What drives Gadgil to work each day is the continual broadening and deepening of the field he is interested in and his concern for the future of the planet, he said.

"Where are we headed and what are we going to leave for our future generations?" he said. "Are we going to stick them with problems?"

Gadgil said he is concerned that future inhabitants of Earth will find the planet so "disastrously unsustainable" that they would look back and say "my parents and grandparents essentially wasted the Earth."

For years, Gadgil sent literature to his colleagues in India about the importance of providing clean water. It was not until an outbreak of cholera that killed 10,000 people in a single state of India in May of 1993, however, that Gadgil decided to get personally involved in the project.

The 1993 outbreak was caused by a mutant strain of bacteria that exhibited a different protein on its surface. The vaccines at that time were not capable of destroying the bacteria. Because the process of developing a new vaccine would take at least two years, Gadgil decided that he needed to begin to take action.

"That summer, I decided that we can't just keep talking about water," he said.

Gadgil and one of his students found that they could develop a device to disinfect drinking water by using ultraviolet light. Their method could produce clean water for what looked like less than a penny per ton of water.

Exposure to ultraviolet light successfully mutates the DNA of bacteria and renders the water-borne pathogens incapable of reproducing. Precise doses of UV doses can deactivate bacteria by disturbing the replication process necessary for proliferation, or even kill the microorganisms altogether.

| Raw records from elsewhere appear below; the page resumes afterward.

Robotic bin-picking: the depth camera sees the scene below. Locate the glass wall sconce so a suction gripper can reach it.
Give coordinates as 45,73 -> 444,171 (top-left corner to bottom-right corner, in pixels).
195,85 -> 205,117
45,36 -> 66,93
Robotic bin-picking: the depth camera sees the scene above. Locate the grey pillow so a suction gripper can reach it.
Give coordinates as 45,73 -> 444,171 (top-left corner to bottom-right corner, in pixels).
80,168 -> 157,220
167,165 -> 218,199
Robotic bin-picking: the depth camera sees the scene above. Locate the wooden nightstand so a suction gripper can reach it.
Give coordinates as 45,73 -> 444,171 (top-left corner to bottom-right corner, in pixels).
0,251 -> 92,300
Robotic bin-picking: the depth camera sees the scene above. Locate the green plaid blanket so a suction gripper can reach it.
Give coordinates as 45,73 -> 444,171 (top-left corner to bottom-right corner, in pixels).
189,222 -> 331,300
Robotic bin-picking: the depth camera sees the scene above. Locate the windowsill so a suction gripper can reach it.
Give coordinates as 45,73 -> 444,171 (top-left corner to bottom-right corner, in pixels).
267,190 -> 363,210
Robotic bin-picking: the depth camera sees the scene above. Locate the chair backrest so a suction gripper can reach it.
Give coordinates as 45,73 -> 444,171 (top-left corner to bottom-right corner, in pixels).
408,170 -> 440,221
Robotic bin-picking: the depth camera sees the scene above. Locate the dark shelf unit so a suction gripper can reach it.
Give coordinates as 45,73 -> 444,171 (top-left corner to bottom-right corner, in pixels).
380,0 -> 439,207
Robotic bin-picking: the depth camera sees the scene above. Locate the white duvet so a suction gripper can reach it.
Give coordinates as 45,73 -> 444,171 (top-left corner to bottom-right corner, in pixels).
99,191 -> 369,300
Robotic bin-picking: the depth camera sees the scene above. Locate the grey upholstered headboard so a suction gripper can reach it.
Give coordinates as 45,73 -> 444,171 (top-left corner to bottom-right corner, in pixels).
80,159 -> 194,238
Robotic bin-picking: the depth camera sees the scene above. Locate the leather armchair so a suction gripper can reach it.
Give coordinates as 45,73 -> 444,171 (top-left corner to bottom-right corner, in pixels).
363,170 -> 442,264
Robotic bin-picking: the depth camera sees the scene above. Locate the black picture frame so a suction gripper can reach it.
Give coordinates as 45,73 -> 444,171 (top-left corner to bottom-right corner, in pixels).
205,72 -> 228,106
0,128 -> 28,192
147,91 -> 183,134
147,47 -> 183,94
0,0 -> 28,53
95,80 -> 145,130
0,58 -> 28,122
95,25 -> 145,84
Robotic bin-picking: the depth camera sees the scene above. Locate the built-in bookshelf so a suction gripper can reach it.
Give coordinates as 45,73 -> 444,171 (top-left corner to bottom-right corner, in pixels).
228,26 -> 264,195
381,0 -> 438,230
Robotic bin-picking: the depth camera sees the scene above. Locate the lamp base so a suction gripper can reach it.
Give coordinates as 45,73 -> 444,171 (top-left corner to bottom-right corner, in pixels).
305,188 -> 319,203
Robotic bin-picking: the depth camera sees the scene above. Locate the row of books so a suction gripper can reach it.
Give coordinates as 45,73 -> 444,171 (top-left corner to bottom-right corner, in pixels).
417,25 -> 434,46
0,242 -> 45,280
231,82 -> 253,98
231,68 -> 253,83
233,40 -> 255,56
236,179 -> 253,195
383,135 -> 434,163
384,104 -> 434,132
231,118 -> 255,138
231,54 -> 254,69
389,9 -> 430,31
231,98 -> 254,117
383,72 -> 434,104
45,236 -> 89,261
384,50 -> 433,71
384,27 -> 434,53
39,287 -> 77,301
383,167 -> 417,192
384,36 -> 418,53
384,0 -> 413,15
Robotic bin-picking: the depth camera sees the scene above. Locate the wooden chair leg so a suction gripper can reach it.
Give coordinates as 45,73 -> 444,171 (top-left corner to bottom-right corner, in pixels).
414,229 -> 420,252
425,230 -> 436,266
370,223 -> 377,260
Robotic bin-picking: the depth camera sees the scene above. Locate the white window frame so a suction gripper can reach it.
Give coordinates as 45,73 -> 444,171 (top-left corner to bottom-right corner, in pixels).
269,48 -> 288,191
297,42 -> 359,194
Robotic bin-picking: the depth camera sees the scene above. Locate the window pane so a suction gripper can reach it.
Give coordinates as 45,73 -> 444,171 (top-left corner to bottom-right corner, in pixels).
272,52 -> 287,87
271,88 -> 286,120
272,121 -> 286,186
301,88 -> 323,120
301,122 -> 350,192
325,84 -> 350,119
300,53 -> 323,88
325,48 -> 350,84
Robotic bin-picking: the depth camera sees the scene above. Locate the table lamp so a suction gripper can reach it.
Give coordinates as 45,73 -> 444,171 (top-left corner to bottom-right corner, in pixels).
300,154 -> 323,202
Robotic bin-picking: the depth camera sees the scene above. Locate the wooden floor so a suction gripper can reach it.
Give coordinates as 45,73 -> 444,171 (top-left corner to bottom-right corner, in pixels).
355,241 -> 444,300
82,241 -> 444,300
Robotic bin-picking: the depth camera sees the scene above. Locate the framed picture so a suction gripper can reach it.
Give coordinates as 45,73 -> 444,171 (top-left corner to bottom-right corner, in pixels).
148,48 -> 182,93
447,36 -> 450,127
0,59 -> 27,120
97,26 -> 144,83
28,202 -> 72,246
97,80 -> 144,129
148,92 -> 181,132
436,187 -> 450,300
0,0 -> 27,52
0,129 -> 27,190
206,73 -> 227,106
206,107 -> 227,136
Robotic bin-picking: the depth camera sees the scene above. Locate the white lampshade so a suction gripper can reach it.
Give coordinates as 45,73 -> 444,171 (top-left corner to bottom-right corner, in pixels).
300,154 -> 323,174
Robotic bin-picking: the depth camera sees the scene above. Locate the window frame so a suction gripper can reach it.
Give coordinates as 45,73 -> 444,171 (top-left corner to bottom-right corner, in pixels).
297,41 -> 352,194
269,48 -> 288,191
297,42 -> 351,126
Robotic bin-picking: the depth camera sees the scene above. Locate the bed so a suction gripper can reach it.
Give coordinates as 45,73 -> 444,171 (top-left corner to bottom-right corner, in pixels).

In addition to low cost, the scientists also had to tackle ecological and mechanical problems.

"We needed to provide affordable water with low failure rates, no moving parts," he said.

The device was designed, built and tested at the lab in Berkeley. SInce then, it has gone through a number of redesigns for improvement and has also been used in field tests in countries around the world.

Revisions have included the introduction of additional safeguards such as increasing the dose of ultraviolet light to increase the amount of bacteria killed as well as regulatory precautions such as making sure that water cannot enter the disinfecting machine unless the proper voltage supply is available.

The danger of an insufficient voltage is that contaminated water could run through the machine, but not be disinfected.

"The machine will cut off if the voltage goes outside of an accepted band," Gadgil said.

Currently, the machine is capable of disinfecting one ton of water per hour at a cost of approximately four to five cents per ton.

The benefits of the low cost and time efficiency of using ultraviolet light make it a good candidate for disinfecting water in developing countries.

Although boiling water is the most effective disinfecting approach, the time and labor involved is not sufficient enough for the demands for water for cooking, drinking and proper sanitation, scientists said.

The reason ultraviolet light is effective in developing countries is that the water, unlike that in the United States, is overwhelmed by large amounts of contamination, versus the miniscule levels in developed countries.

Gadgil's machine is designed to disinfect water directly at its point of use.

Field tests conducted on the machine to measure its performance in Honduras, the Philippines, South Africa and Guererro, Mexico resulted in positive feedback, he said.